Well I decided to hit the chukar hills this morning hoping that most everybody else would be out after the pheasants. I was actually planning on going after pheasants today but I don't love crowds and my neighbor who wants to do pheasants with me wasn't able to go today.

So chukar it was.

I just started hunting chukar last year and it has been great. I'm hooked. I was so excited for my new pup to get his nose into some chukar today. It was only our second time out for chukar as we'd been having fun with grouse most of the season. The first time we went for chukar I ended up busting a large covey by myself while the dog was on an adjacent ridge with my dad.

Today we found birds. Lots of work, but a few good coveys with good numbers of birds. Watching your dog pin birds down is something I'll never get tired of. Good dog work is so much fun!

Good news is the dog performed great.

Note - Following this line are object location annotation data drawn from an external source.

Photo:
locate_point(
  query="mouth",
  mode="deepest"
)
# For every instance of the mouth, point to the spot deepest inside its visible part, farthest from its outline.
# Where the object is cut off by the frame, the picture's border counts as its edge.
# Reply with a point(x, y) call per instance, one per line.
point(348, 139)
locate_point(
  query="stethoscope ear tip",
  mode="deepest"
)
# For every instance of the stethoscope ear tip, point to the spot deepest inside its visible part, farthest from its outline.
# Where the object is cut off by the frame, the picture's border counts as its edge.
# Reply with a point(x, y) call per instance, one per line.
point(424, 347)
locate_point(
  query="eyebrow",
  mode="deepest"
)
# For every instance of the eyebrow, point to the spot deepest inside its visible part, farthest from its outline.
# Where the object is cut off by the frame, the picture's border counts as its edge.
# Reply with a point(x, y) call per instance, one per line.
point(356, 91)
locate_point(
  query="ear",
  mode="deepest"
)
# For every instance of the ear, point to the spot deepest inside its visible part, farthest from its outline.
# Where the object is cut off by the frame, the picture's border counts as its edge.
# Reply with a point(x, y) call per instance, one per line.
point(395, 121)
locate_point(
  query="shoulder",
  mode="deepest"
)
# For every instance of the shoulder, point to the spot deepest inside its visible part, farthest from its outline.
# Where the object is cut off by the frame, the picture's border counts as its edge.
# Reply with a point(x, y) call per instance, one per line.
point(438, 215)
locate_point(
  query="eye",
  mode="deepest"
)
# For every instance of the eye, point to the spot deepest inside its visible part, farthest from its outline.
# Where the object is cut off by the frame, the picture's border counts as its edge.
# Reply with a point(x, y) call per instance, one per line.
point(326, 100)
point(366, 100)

Bad news is my shooting was terrible (I think I was having too much fun watching the dog and I ended up getting shots off late because I wanted to see what the dog would do.....or maybe I was just plain missing them).

Good news is we at least got to bring one home. Bad news is getting home was a bigger chore than I thought with the very very flat tire. After breaking a wrench on tight lug nuts and a lot of tinkering around, we finally got on the road again.


----------



## Ali-MAc (Jul 12, 2013)

I have a pup that is coming along well but I need to get her on wild birds, would you be willing to share a spot with a beginner?


----------



## hawglips (Aug 23, 2013)

The bro and his little Britt got a couple points yesterday


----------